Miscellaneous definitions:
- There are two main ways to look at care provider payments. Fee-for-service payments refer to payments made for a specific service, such as MRIs, bloodwork, etc, and are most common. Value-based care refers to payment for outcomes of the patient and can include overall health, patience experience, etc.
- Preferred Provider Organization (PPO): allow use by enrollees in and out-of-network without referrals.
- Accountable Care Organizations (ACO): a group of healthcare providers that provide coordinated care between specialties.
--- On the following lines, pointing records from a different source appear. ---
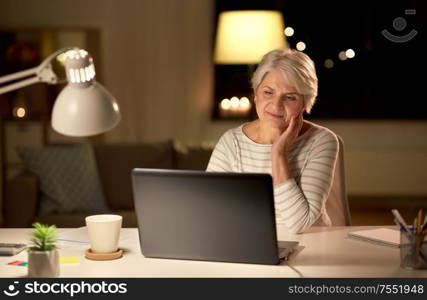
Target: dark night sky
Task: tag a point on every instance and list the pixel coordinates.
(384, 80)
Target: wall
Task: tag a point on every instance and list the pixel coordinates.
(156, 60)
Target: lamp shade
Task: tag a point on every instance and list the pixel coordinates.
(243, 37)
(84, 110)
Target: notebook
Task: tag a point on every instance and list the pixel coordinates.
(381, 236)
(210, 216)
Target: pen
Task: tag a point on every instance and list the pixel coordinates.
(420, 219)
(425, 223)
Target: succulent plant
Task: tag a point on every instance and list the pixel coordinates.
(44, 238)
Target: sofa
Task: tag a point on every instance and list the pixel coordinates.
(114, 163)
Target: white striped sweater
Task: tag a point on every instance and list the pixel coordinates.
(299, 201)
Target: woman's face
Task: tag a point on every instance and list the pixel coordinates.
(276, 101)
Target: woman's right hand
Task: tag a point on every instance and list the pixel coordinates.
(282, 144)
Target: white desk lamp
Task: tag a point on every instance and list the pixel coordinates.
(84, 107)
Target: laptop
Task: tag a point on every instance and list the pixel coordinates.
(211, 216)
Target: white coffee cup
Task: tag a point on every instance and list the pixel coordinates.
(104, 232)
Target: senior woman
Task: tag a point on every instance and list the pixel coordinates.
(299, 155)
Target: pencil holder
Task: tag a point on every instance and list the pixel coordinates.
(413, 250)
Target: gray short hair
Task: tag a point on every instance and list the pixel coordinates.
(298, 68)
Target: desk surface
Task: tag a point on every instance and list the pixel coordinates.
(323, 252)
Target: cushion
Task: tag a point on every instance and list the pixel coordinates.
(116, 161)
(68, 177)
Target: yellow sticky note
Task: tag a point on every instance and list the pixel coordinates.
(69, 259)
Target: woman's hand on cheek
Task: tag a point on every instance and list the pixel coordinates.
(282, 144)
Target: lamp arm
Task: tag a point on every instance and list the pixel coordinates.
(42, 73)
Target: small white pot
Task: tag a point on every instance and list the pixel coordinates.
(43, 263)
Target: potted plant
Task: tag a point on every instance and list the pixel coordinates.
(43, 256)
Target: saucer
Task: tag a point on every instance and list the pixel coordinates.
(103, 256)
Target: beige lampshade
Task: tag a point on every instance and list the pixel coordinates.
(243, 37)
(84, 110)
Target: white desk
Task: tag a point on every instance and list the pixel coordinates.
(324, 252)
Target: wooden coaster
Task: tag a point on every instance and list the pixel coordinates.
(103, 256)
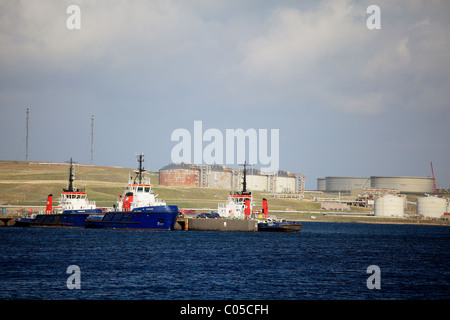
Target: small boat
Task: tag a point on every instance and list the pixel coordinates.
(239, 204)
(72, 213)
(138, 208)
(272, 225)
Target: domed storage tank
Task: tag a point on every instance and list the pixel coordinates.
(432, 207)
(220, 177)
(285, 182)
(321, 186)
(389, 206)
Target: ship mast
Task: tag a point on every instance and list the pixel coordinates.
(141, 168)
(71, 177)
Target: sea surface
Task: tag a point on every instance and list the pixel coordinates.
(325, 261)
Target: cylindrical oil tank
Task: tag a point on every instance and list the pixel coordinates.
(321, 186)
(220, 177)
(432, 207)
(255, 180)
(389, 206)
(285, 182)
(179, 174)
(346, 183)
(404, 184)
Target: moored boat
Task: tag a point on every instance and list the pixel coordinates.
(240, 204)
(72, 213)
(138, 208)
(279, 226)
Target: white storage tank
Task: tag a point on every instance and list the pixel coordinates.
(389, 206)
(404, 184)
(321, 186)
(346, 183)
(432, 207)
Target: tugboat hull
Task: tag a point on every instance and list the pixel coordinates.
(285, 226)
(70, 219)
(148, 218)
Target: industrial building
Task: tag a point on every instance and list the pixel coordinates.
(402, 184)
(219, 176)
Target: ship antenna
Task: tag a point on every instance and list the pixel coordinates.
(71, 177)
(244, 184)
(141, 168)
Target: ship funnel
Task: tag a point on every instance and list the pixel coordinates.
(265, 208)
(247, 208)
(48, 208)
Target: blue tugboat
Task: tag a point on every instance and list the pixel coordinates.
(72, 213)
(138, 208)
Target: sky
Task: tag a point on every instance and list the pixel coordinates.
(347, 100)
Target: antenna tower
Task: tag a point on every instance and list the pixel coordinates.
(92, 140)
(26, 153)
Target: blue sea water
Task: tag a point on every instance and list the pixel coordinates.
(324, 261)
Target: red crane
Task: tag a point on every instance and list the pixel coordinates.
(434, 180)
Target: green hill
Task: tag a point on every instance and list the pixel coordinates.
(29, 183)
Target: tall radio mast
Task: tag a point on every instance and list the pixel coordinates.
(92, 139)
(26, 153)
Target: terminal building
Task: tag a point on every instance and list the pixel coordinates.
(219, 176)
(402, 184)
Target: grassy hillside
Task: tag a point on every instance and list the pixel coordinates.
(29, 183)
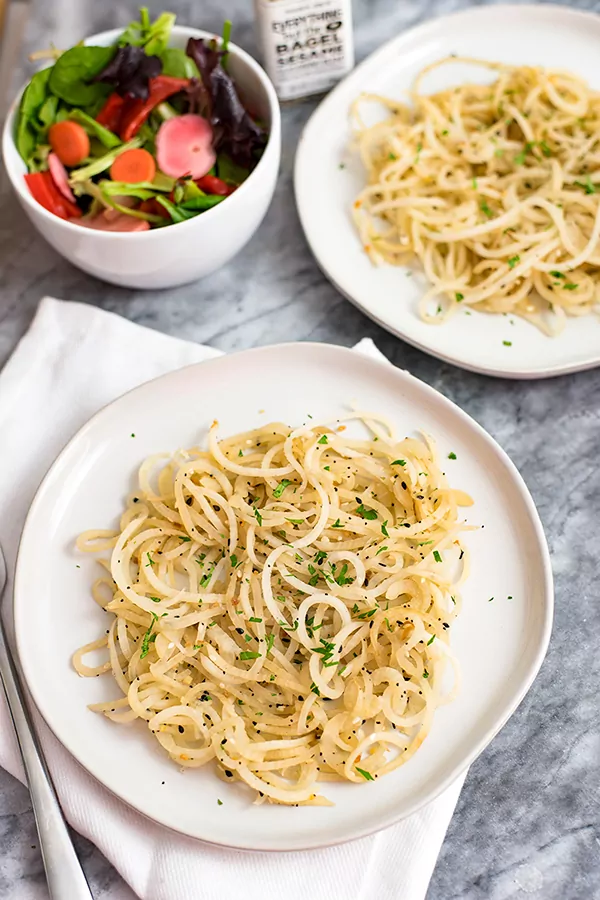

- Health Maintenance Organizations (HMO): care only by in-network providers who have contracted with the HMO. This care is typically local and focused on prevention and wellness.
- There are a number of different entities represented in the healthcare ecosystem. Payers are the entities which pay for the service. This is typically a commercial insurance company, government provider, or employer, or patient. Then there are also full risk contracts, which can refer to value-based care, as it transfers the full risk of patient care to the provider from the insurer. This was referred to often throughout the book.